In open wire lines used for long-distance (trunk or toll) telephone circuits, transposition was used for reducing cross-talk. Originally used to transmit a single telephone call per pair, two pairs were commonly used to carry three calls with a phantom circuit configuration. With the invention of carrier systems, one pair of over-wire could carry 24 analogue toll circuits using two 12-circuit carrier systems.

Overhead trunk lines were rare in Europe and the German term for transposition “Drehkreuzachse” remained a mystery at the Bletchley Park codebreaking centre until late in World War II: General Fellgiebel of the Army Signals Service and Heinz Guderian developed a landline system for newly occupied territories to carry multiple telephone and telegraph or teleprinter channels. Overhead lines were common in larger and less densely populated countries like Australia, New Zealand, and the western United States.

=== Types of stranding ===
In practice, the following types of stranding are used most frequently:
- Pair stranding: Two single wires are stranded to twisted pair transmission line.
- Three-stranding: Three single wires are stranded to a tripartite group.
- Four-stranding: Two tightly twisted pairs may be loosely twisted together, or:
- Star quad twisting: Four single wires maintain the same relation to each other in the quad, whereby the members of a twisted pair face each other diagonally.

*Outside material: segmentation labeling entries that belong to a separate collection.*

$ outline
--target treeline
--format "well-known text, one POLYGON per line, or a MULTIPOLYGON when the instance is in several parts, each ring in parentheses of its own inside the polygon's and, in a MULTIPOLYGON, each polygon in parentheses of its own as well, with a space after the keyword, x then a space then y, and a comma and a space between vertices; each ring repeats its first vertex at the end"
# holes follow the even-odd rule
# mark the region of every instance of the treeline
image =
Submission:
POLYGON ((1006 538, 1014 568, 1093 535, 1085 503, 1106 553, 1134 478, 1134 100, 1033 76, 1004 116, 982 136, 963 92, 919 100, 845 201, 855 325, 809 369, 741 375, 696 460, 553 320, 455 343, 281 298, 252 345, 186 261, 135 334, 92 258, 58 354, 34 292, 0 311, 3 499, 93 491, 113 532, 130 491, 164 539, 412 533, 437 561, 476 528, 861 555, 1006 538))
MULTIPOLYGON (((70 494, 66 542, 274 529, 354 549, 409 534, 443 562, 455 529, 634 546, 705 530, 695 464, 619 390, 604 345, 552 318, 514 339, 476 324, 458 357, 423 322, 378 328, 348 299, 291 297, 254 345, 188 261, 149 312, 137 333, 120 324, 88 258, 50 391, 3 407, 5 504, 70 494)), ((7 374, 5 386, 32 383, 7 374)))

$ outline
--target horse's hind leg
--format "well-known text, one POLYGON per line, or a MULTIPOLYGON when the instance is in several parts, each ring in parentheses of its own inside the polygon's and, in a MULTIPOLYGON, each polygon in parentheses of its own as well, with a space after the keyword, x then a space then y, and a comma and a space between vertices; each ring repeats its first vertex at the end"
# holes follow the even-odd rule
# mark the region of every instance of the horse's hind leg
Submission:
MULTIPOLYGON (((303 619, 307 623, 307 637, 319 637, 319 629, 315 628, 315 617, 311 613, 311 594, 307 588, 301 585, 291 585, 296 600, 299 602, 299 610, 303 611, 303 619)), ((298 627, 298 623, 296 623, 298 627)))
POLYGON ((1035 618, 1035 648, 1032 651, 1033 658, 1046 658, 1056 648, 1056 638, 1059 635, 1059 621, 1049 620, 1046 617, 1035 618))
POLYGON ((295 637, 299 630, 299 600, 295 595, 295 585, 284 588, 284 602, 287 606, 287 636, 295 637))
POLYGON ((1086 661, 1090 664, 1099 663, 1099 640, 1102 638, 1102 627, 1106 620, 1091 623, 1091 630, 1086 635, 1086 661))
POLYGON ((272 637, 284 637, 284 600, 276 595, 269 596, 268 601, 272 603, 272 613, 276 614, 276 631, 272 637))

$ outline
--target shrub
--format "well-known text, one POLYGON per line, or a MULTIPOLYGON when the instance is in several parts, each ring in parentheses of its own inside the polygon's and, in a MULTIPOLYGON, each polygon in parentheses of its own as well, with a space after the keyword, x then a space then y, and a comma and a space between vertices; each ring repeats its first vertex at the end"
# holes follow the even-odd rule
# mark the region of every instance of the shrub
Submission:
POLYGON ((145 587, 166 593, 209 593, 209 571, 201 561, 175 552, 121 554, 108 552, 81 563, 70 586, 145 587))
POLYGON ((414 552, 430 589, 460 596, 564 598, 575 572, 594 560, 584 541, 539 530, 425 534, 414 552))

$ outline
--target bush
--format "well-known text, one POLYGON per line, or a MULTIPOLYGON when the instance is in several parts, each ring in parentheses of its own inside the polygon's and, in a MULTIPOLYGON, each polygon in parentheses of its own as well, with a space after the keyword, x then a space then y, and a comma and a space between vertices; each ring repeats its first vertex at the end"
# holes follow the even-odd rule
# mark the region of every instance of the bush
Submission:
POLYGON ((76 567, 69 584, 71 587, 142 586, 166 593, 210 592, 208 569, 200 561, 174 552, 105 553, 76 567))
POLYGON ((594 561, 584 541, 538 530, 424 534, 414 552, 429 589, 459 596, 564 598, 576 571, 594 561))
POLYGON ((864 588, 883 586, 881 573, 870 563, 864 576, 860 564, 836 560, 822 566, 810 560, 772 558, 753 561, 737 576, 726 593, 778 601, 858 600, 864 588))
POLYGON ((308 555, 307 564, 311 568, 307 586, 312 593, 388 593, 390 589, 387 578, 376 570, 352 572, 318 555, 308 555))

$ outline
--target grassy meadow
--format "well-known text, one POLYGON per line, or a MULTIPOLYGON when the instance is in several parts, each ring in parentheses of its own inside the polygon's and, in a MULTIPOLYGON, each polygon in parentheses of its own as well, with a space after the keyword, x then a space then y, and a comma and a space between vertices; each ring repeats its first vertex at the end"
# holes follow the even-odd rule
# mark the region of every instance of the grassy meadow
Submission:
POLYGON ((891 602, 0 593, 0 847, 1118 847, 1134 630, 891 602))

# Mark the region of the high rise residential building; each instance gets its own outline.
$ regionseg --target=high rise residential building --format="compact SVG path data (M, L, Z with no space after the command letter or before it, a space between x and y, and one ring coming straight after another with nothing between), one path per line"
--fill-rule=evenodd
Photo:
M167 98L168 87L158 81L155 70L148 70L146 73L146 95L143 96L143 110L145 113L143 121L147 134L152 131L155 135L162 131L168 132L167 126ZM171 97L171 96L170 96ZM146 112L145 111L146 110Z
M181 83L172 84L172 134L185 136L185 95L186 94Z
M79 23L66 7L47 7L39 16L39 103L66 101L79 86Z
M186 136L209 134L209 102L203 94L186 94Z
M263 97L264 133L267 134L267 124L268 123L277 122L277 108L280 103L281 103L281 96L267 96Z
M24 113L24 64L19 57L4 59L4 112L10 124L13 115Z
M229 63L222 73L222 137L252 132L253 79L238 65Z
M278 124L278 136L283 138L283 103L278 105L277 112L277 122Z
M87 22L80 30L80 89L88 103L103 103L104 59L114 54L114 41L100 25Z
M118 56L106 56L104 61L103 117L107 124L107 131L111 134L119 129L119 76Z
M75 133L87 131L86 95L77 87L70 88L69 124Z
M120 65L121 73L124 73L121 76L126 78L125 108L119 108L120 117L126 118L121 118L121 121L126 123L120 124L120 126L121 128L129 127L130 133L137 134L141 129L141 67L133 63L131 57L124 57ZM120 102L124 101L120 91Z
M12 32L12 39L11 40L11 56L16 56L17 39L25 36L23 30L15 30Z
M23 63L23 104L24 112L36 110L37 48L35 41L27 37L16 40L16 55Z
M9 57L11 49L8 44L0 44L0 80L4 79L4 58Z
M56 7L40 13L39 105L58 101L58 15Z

=== Transmission technique ===
Different strandings have different transmission characteristics. Capacitance of a stranding is one of the differences. For example, in star quad twisting the two conductors of a quadruple run parallel over the entire cable length. Capacitance between the conductors is thus substantially higher than with Dieselhorst Martin (DHM) stranding in which the situation of the conductors to each other in the cable changes repeatedly. Because of the smaller work capacitance of the DHM stranding, it is possible to form additional electric circuits with the help of a phantom circuit. Since the phantom transducers are turned on to in the middle of the master transducers, the currents of the phantom circuit on the two coming Rome circles compensate themselves.